The original idea behind expressing factorization using the rank one approach was to automatically infer parallelization oppurtunities. Indeed, in our recursive algorithm, each recursive step has some potential parallelization.

What actually ended up happening was viewing factorization using the rank one approach helped in algorithm design. The recursive structure of LU decomposition was more prominent for me in this framework.
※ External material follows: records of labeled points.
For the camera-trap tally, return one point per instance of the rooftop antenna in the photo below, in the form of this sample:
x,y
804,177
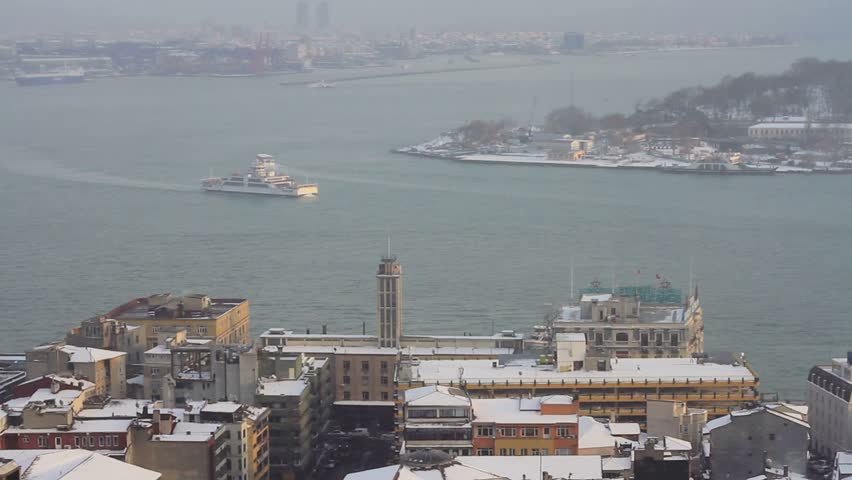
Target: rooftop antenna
x,y
572,278
689,292
612,272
It is worthwhile to go further in this direction. I am not sure where will it go and whether it will lead to anything. My strategy is not to go broad in the sense of covering other factorizations like QR or SVD but instead to go deep and implement this with all the automatic parallelization possible.

One thing I am unhappy about is the algorithm is too detailed about where the data is coming from and going to. We need a higher level language or notation to express data dependencies that can be somehow be compiled down to actual operations. Maybe I will explore this in a future article.